During a weekend meeting with friends, the conversation turned to a familiar but less debated topic, i.e., how to leave an old role tactfully! Quite a spin on the usual topic of how to settle down in a new place!! I pondered over the various conversations I have had with many folks who had sought my advice over the years, and realized the existence of a common theme – no matter how long you have been in the company, no matter how eager you are to move to greener pastures, moving on is always nerve-wracking.
I then pored over my compendium on the topic, and gleaned the following “pearls of wisdom” on how to handle exits with aplomb:
- Keep It Professional: As much as you are dying to play the role of a real critic and spew out dollops of criticism, please do remember that everyone is programmed by default to hear nice things! Highlight the reasons for your departure, such as a better opportunity or family reasons, and keep it dignified.
- Convey It in Person to Your Manager: We are so tempted by technology, we sometimes forget the time-honored tenet that important news have to be conveyed in person and not via a device. Your manager needs to know it first, and make sure you get their consent, either implicitly or explicitly, before you share the big news with your colleagues.
- Finish on a Great Note: This is one of the most important pieces of advice when it comes to exits. Very often, people switch off and do not realize the damage they are inflicting on themselves. People remember you last month, not your first month. Please ensure you put in your best until the very last day and sign off on a “no regret – regret” note– you have no regrets and they regret losing you!

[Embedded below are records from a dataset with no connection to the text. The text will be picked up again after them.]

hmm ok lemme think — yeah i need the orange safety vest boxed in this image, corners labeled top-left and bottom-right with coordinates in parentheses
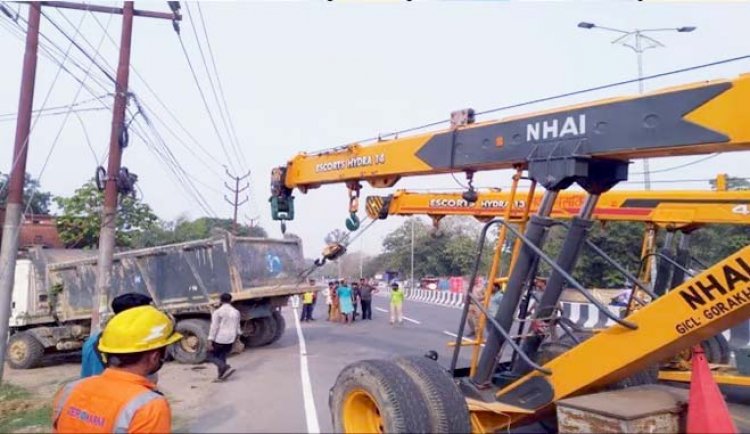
top-left (53, 368), bottom-right (171, 434)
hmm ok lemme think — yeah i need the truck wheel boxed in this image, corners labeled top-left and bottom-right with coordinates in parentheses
top-left (242, 316), bottom-right (276, 348)
top-left (331, 359), bottom-right (431, 434)
top-left (268, 311), bottom-right (286, 345)
top-left (172, 319), bottom-right (210, 364)
top-left (537, 334), bottom-right (657, 390)
top-left (6, 332), bottom-right (44, 369)
top-left (394, 356), bottom-right (471, 433)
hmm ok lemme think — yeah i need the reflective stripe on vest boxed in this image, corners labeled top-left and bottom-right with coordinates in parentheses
top-left (113, 390), bottom-right (163, 434)
top-left (53, 379), bottom-right (85, 425)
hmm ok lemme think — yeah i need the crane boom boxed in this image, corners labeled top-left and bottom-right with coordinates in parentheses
top-left (365, 186), bottom-right (750, 228)
top-left (275, 73), bottom-right (750, 195)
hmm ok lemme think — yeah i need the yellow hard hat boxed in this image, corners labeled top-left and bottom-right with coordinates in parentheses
top-left (98, 305), bottom-right (183, 354)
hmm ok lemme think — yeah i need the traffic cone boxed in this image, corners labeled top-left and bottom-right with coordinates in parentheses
top-left (686, 345), bottom-right (737, 434)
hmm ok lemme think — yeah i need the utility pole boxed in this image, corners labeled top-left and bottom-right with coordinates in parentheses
top-left (0, 2), bottom-right (41, 383)
top-left (224, 167), bottom-right (251, 235)
top-left (410, 217), bottom-right (415, 296)
top-left (92, 2), bottom-right (135, 334)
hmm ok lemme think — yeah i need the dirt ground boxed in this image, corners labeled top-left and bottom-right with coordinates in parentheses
top-left (2, 356), bottom-right (220, 433)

- Paperwork: It is very important for you to ensure you leave with an impeccable footprint at the time of exit. Have all decisions & approvals documented with relevant stakeholders, all people related matters logged with HR and all important documents stored. The more you document, the less the questions you are likely to be asked once you leave.

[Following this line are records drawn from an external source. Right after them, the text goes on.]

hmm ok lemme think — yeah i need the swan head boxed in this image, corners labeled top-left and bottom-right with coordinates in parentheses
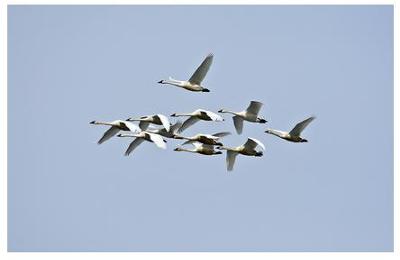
top-left (89, 120), bottom-right (96, 124)
top-left (170, 113), bottom-right (177, 117)
top-left (264, 129), bottom-right (272, 134)
top-left (157, 80), bottom-right (164, 84)
top-left (201, 88), bottom-right (210, 92)
top-left (214, 151), bottom-right (223, 155)
top-left (300, 139), bottom-right (308, 143)
top-left (174, 147), bottom-right (183, 152)
top-left (255, 151), bottom-right (263, 157)
top-left (217, 109), bottom-right (224, 113)
top-left (258, 118), bottom-right (267, 124)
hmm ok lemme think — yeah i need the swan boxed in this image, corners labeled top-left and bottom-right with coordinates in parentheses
top-left (117, 132), bottom-right (167, 156)
top-left (170, 109), bottom-right (224, 132)
top-left (145, 121), bottom-right (183, 139)
top-left (89, 120), bottom-right (141, 144)
top-left (174, 131), bottom-right (231, 146)
top-left (265, 116), bottom-right (315, 142)
top-left (174, 142), bottom-right (222, 156)
top-left (127, 114), bottom-right (170, 132)
top-left (217, 138), bottom-right (265, 171)
top-left (218, 101), bottom-right (267, 134)
top-left (157, 53), bottom-right (213, 92)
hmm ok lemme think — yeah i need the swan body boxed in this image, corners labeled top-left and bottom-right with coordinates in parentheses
top-left (127, 114), bottom-right (170, 132)
top-left (218, 101), bottom-right (267, 134)
top-left (174, 131), bottom-right (231, 146)
top-left (217, 138), bottom-right (265, 171)
top-left (265, 116), bottom-right (315, 143)
top-left (171, 109), bottom-right (224, 133)
top-left (89, 120), bottom-right (141, 144)
top-left (117, 132), bottom-right (167, 156)
top-left (174, 142), bottom-right (222, 156)
top-left (158, 53), bottom-right (213, 92)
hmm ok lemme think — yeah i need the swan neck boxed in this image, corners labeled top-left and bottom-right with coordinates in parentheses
top-left (92, 121), bottom-right (113, 126)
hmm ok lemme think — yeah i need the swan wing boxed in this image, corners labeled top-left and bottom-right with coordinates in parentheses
top-left (212, 131), bottom-right (231, 138)
top-left (233, 116), bottom-right (244, 134)
top-left (202, 110), bottom-right (223, 121)
top-left (245, 101), bottom-right (263, 115)
top-left (98, 126), bottom-right (120, 144)
top-left (125, 138), bottom-right (145, 156)
top-left (188, 53), bottom-right (213, 85)
top-left (178, 117), bottom-right (200, 133)
top-left (148, 133), bottom-right (167, 149)
top-left (156, 114), bottom-right (170, 132)
top-left (289, 116), bottom-right (316, 136)
top-left (170, 121), bottom-right (183, 134)
top-left (227, 151), bottom-right (239, 171)
top-left (244, 138), bottom-right (265, 150)
top-left (122, 121), bottom-right (141, 133)
top-left (139, 121), bottom-right (150, 131)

- Integrity: Again, while obvious, an area quite a few folks miss out on! No lifting of anything which can even remotely be construed as company proprietary data or information. Leave the firm on a strong, ethical note. The number of folks I have been seen being penalized for “harmless data” is bigger than you’d expect.
While these are some of the guiding principles for smooth exits, a word or two on how to sustain the relationships you have built at the workplace:
- Be Pragmatic: We expect our colleagues, especially during an emotionally charged exit atmosphere, to be in touch with us the way they were when we used to see them every day! Be practical enough to appreciate the frequency and intensity will reduce dramatically. We don’t need to look beyond the Oval Office to understand the stark difference between the person and the incumbent!
- Help: An exit is the perfect platform for you to write LinkedIn recommendations for your colleagues or help people with skill set identification. People will remember you and want to stay connected when they see genuine career appreciation and advice being doled out to them. A mentee of mine leveraged this very well when he genuinely told folks that he could write LinkedIn recommendations without any fear or favor! And he stuck to his promise.
- Consistency: Ensure you are transparent; in other words, anybody who meets you hears only version 1.0 of your reasons for exit. A friend of mine found himself in a sticky spot when his boss (who heard the “better opportunity” story) and his peer (who heard the “this place is terrible” story) came face to face.
An exit is a bridge to a new place. Since you are neither moving from the netherworld nor moving to Utopia, you never know when the forward march on the bridge from here to there can result in a U-turn and a return to your earlier firm or back working with a former colleague. So, keep it simple & transparent! As they say, “the most revealing part about a person’s character is how gracefully they exit from their environment.”